Daarnaast - en gelet op hetgeen ter gelegenheid van het onderzoek ter terechtzitting in hoger beroep aan de orde is gekomen - komt de bewezenverklaring mede te berusten op de hieronder weergegeven nadere overweging omtrent het bewijs.
De tenlastelegging
Het hof neemt hier uit het beroepen vonnis de weergave van de tenlastelegging over.
De door het hof gebruikte bewijsmiddelen
In aanvulling op de door de eerste rechter gebezigde bewijsmiddelen gebruikt het hof voor het bewijs het proces-verbaal, met nummer 2002017277-3, in de wettelijke vorm opgemaakt door J.W. Wensink, inspecteur van de verkeerspolitie van het Korps Landelijke Politiediensten, Verkeerspolitie, Unit Hoofddorp, voorzover dit inhoudt als verklaring van [slachtoffer] aan de verbalisant voornoemd:
"{Het hof: 'Na het ongeval'} bleek dat mijn arm gecompliceerd gebroken was. Ik ben naar het [ziekenhuis] gebracht. Ik werd niet geopereerd omdat men bang was mijn zenuwen te beschadigen. Ik ben in het gips gezet. Ik had nog erg veel pijn en ben regelmatig terug geweest in het ziekenhuis. Na vier weken werd een eerste zenuwtest gedaan. Daarna nog diverse malen. Er was geen neurologische vooruitgang. Op 21 augustus 2002, is mij verteld dat men zenuwen uit mijn kuit gaat transplanteren naar mijn arm in de hoop aldus verbetering te bewerkstelligen. Voor de breuk wordt een plaat in mijn arm gezet. Volgens mijn arts is de prognose somber. Ik moet er rekening mee houden dat ik mijn werk als touringcarchauffeur niet meer zal kunnen uitoefenen."

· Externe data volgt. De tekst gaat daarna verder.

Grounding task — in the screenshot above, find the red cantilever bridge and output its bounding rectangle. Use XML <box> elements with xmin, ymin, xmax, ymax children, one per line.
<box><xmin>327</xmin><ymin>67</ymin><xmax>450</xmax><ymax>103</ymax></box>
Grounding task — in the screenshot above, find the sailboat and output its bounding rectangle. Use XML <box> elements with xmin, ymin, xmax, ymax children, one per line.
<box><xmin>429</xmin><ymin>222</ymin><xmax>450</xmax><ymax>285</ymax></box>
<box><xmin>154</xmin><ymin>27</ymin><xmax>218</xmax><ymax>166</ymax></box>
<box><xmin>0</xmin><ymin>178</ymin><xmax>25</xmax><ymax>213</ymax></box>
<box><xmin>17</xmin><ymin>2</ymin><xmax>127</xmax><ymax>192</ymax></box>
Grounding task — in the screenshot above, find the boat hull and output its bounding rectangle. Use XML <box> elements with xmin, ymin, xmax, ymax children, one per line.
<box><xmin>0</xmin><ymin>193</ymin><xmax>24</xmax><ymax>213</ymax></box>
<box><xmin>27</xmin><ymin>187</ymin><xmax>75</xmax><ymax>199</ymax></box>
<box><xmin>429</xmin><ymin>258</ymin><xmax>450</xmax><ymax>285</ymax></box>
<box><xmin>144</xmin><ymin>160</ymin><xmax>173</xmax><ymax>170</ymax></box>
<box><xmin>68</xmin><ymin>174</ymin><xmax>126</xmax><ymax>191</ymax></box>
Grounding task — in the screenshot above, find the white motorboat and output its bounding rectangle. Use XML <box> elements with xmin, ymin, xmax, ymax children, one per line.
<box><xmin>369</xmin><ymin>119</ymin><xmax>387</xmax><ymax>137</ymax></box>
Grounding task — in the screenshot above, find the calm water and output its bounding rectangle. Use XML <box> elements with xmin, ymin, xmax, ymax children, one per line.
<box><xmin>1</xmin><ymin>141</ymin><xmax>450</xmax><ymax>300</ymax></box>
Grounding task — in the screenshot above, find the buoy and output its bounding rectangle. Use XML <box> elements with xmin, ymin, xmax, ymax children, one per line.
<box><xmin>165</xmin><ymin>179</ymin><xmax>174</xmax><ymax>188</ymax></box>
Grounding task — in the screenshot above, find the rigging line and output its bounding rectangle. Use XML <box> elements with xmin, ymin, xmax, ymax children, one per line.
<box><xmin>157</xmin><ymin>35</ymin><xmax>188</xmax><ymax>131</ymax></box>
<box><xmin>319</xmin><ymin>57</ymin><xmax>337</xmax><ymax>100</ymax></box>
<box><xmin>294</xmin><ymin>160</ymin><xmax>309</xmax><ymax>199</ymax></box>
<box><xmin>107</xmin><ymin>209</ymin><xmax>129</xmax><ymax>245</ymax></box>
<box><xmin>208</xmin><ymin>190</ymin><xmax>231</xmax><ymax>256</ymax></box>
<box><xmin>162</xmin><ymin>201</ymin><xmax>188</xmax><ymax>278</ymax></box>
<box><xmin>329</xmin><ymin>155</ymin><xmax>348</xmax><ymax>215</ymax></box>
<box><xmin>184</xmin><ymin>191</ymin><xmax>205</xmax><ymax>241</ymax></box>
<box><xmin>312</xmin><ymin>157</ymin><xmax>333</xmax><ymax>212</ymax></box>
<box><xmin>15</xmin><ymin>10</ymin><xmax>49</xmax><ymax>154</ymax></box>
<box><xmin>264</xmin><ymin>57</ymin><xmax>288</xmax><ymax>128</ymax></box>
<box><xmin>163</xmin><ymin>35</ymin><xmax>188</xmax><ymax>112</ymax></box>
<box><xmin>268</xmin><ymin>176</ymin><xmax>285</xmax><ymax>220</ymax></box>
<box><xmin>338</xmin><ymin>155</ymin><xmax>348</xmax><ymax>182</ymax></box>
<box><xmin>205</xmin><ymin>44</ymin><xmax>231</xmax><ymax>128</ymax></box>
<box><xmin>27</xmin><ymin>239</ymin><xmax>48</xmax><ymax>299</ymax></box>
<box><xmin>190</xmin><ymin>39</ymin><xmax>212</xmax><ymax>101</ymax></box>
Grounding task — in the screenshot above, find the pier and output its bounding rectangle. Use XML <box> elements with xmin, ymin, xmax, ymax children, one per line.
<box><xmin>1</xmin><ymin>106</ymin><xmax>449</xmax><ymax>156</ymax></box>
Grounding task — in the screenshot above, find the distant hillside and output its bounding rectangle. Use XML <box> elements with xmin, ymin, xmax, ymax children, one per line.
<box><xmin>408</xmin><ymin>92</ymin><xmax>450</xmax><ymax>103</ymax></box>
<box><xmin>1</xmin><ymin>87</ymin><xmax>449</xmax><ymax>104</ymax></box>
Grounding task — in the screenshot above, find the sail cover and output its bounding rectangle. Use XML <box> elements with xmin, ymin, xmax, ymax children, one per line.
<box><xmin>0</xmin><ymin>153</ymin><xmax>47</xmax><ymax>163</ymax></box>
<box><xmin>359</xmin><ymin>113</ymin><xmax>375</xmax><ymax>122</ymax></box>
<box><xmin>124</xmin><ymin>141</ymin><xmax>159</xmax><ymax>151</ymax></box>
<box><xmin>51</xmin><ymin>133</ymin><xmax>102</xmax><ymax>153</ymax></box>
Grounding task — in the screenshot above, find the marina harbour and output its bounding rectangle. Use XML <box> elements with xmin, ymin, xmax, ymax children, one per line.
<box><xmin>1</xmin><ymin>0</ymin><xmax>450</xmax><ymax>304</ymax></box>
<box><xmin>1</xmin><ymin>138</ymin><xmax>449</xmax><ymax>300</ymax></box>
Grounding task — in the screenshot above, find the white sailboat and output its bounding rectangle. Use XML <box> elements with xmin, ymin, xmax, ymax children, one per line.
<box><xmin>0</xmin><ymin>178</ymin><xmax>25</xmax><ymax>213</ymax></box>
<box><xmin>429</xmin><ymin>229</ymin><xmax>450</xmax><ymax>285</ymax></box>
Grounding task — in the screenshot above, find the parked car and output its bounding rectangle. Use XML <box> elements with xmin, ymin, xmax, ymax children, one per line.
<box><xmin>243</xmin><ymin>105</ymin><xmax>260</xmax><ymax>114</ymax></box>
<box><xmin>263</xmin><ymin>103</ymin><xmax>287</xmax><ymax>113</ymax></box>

De bijzondere overwegingen omtrent het bewijs
A
De beslissing dat het bewezen verklaarde door de verdachte is begaan berust op de feiten en omstandigheden die zijn vervat in de hierboven bedoelde bewijsmiddelen, in onderlinge samenhang beschouwd.
B
De raadsman heeft ter gelegenheid van het onderzoek ter terechtzitting in hoger beroep de vrijspraak van verdachte bepleit, onder meer op grond van de omstandigheid dat -naar het hof begrijpt-
zo verdachte reeds feitelijk de hem tenlastegelegde gedragingen heeft verricht, hij dan nog niet kan worden aangemerkt als verkeersdeelnemer in de zin van artikel 6 van de Wegenverkeerswet.
C
Het hof overweegt te dien aanzien als volgt.
Naar het oordeel van het hof kan als feitelijk bestuurder - en daarmee tevens als verkeersdeelnemer - worden aangemerkt elke persoon die bedieningsorganen van een motorrijtuig hanteert en door middel daarvan de voortbeweging en rijrichting van het motorrijtuig beïnvloedt.
Uit het onderzoek ter terechtzitting is gebleken dat verdachte als passagier toen hij vaststelde dat het verkeer voor hem vaart minderde, heeft gezegd: 'Even bijremmen' of woorden van gelijke strekking en daarop de handrem van het voertuig heeft aangetrokken. Verdachte heeft daarmee zeer bewust een bedieningsorgaan van het motorrijtuig gehanteerd, en zodoende de voortbeweging en rijrichting van het motorrijtuig beïnvloed.
Naar het oordeel van het hof heeft verdachte zich dan ook op dat moment en daardoor gemanifesteerd als bestuurder in de zin van de Wegenverkeerswet 1994, en kan hij derhalve in die zin ook als verkeersdeelnemer worden aangemerkt.
De redengeving van de op te leggen straffen en maatregel
D
Bij de bepaling van de op te leggen straf is gelet op de aard en de ernst van hetgeen bewezen is verklaard, op de omstandigheden waaronder het bewezen verklaarde is begaan en op de persoon van de verdachte, zoals een en ander uit het onderzoek ter terechtzitting naar voren is gekomen.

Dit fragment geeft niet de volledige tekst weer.